DOS PALOS — Officers with the Dos Palos Police Department are battling against major cuts to their pay and benefits.
In a move made during a Nov. 6 meeting, the City Council went against a mediator's advice and cut officer pay by 5 percent. The city is also making officers pay more into their retirement and for dependent medical coverage, according to city officials.
Because the city made the move retroactive to Aug. 1, officers are getting additional money taken out of their paychecks a move their union representative thinks is illegal.
Joey Green, a K-9 officer with the department, said officers are losing nearly half their monthly salaries because of the recent decision. The officers have hired an attorney outside their union to represent them, Green said. A citizens group is also planning on going door-to-door to spread awareness about the issue.
"For us, we're just getting screwed," he said.
Green said his pay being retroactively taken has been a burden on him and his family.
"The money they're taking from me was rightfully paid to me," he said. "What they're doing is not right. The gloves are off."
But Manuela Sousa, Dos Palos' finance director, said everything was done legally and was made clear in paperwork shared with the officers.
"The city had to do this because, financially, we could not continue to pay the dependent coverage and their portion of (employee retirement)," Sousa said.
Dependent coverage and retirement was costing the city about $50,000 a year and $45,000 a year, respectively, she said. Employees now pay for any dependent insurance coverage as well as their retirement portions of 9 percent.
The mediator's report shows that the city's budget is tightening. "It is clear from the presentations made by both the city and the union, that financial circumstances are dire for Dos Palos right now," according to the report, which states that the city has an operating deficit and dropped to a general fund balance of about $60,000 at the end of the 2011-12 fiscal year from $191,365 in the 2010-11 fiscal year.
However, the city's officers earn less than others in comparable, nearby cities and are operating "with a skeletal crew," according to the report.
With the exception of the 5 percent pay reduction, the cuts from the officers are consistent with other city employees, Sousa said.
Doug Gorman, a business agent with the Operating Engineers Union that represents the Dos Palos Police Officers' Association, said he thinks the city is doing a disservice to the Police Department and the community by cutting so much from the officers.
There are only five officers working there and most might have to leave for other jobs because they won't be able to afford the cut to their pay. The result would be a less-experienced police force.
"To some of them, that was a $1,500 a month cut," Gorman said, adding that pay for Dos Palos officers tops out at $3,800 a month. "I know that at least three of them are looking for jobs right now."
The city will be taking money out of the officers' paychecks through the end of the fiscal year because of the retroactive cuts, but Gorman thinks the move is an illegal one.
The mediator advised against the retroactive take-back as well as the 5 percent cut.
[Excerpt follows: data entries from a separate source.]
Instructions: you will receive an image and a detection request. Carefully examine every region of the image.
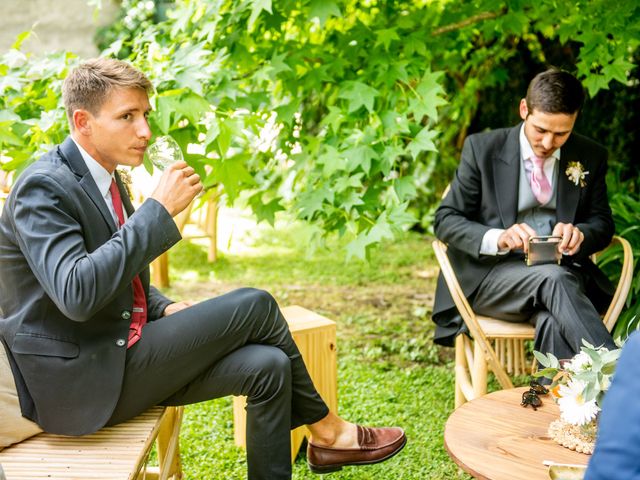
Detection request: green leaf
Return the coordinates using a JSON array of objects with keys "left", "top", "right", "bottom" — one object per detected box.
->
[
  {"left": 249, "top": 193, "right": 284, "bottom": 226},
  {"left": 204, "top": 117, "right": 220, "bottom": 153},
  {"left": 393, "top": 175, "right": 417, "bottom": 202},
  {"left": 407, "top": 127, "right": 439, "bottom": 160},
  {"left": 248, "top": 0, "right": 272, "bottom": 30},
  {"left": 176, "top": 92, "right": 211, "bottom": 125},
  {"left": 298, "top": 186, "right": 334, "bottom": 220},
  {"left": 206, "top": 155, "right": 256, "bottom": 203},
  {"left": 321, "top": 106, "right": 345, "bottom": 133},
  {"left": 309, "top": 0, "right": 342, "bottom": 26},
  {"left": 338, "top": 81, "right": 380, "bottom": 113},
  {"left": 0, "top": 122, "right": 22, "bottom": 146},
  {"left": 347, "top": 232, "right": 372, "bottom": 261},
  {"left": 152, "top": 90, "right": 180, "bottom": 135},
  {"left": 584, "top": 73, "right": 609, "bottom": 98},
  {"left": 602, "top": 58, "right": 634, "bottom": 85},
  {"left": 343, "top": 145, "right": 378, "bottom": 174},
  {"left": 318, "top": 145, "right": 346, "bottom": 178},
  {"left": 217, "top": 118, "right": 238, "bottom": 157},
  {"left": 374, "top": 28, "right": 400, "bottom": 51},
  {"left": 389, "top": 202, "right": 418, "bottom": 230},
  {"left": 409, "top": 69, "right": 448, "bottom": 122},
  {"left": 11, "top": 30, "right": 33, "bottom": 50}
]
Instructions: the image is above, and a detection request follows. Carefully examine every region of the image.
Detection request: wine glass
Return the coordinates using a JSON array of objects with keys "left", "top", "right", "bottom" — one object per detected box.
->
[{"left": 147, "top": 135, "right": 184, "bottom": 170}]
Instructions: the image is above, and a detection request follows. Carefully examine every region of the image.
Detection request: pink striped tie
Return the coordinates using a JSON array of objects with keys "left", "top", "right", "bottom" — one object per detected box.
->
[{"left": 531, "top": 155, "right": 551, "bottom": 205}]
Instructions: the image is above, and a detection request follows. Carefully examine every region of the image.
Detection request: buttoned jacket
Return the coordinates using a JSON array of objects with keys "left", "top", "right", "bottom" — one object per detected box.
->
[{"left": 0, "top": 138, "right": 180, "bottom": 435}]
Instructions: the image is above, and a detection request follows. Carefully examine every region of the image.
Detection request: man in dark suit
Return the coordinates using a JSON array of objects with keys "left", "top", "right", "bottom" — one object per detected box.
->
[
  {"left": 584, "top": 332, "right": 640, "bottom": 480},
  {"left": 0, "top": 59, "right": 406, "bottom": 479},
  {"left": 433, "top": 69, "right": 614, "bottom": 358}
]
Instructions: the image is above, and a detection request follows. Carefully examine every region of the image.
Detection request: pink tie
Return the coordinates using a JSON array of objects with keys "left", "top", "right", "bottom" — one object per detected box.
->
[{"left": 531, "top": 155, "right": 551, "bottom": 205}]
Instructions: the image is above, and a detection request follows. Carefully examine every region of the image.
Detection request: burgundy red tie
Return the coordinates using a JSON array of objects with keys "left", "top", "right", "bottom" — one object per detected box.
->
[
  {"left": 109, "top": 179, "right": 147, "bottom": 348},
  {"left": 531, "top": 155, "right": 551, "bottom": 205}
]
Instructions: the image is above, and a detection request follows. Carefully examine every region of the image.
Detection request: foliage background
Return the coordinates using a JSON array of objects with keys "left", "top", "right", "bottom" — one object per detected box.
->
[{"left": 0, "top": 0, "right": 640, "bottom": 334}]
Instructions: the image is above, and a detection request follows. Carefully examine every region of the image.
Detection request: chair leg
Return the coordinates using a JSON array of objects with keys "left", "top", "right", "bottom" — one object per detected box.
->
[
  {"left": 455, "top": 335, "right": 467, "bottom": 408},
  {"left": 471, "top": 342, "right": 488, "bottom": 398},
  {"left": 158, "top": 407, "right": 184, "bottom": 480}
]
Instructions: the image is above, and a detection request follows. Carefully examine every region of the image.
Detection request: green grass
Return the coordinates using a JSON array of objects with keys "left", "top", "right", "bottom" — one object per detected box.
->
[{"left": 160, "top": 214, "right": 470, "bottom": 480}]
The cuts made by the city will last until June 30. More negotiations could happen before then.
City Manager Darrell Fonseca and Mayor Johnny Mays said the process was done appropriately and legally.
Fonseca said the 5 percent pay cut imposed on the officers might have been avoided if they had not dragged out the negotiation process, which created extra expenses for the city.
Fonseca and Police Chief Barry Mann got raises about a year ago of less than 10 percent, but Fonseca said the cuts to police are the result of the city's overall financial picture and can't be attributed to any one action.
Fonseca did take a voluntary pay reduction shortly after getting the raise to prevent his salary from going up. Now that the negotiation process is over, Fonseca said he hopes all employees and taxpayers can move forward.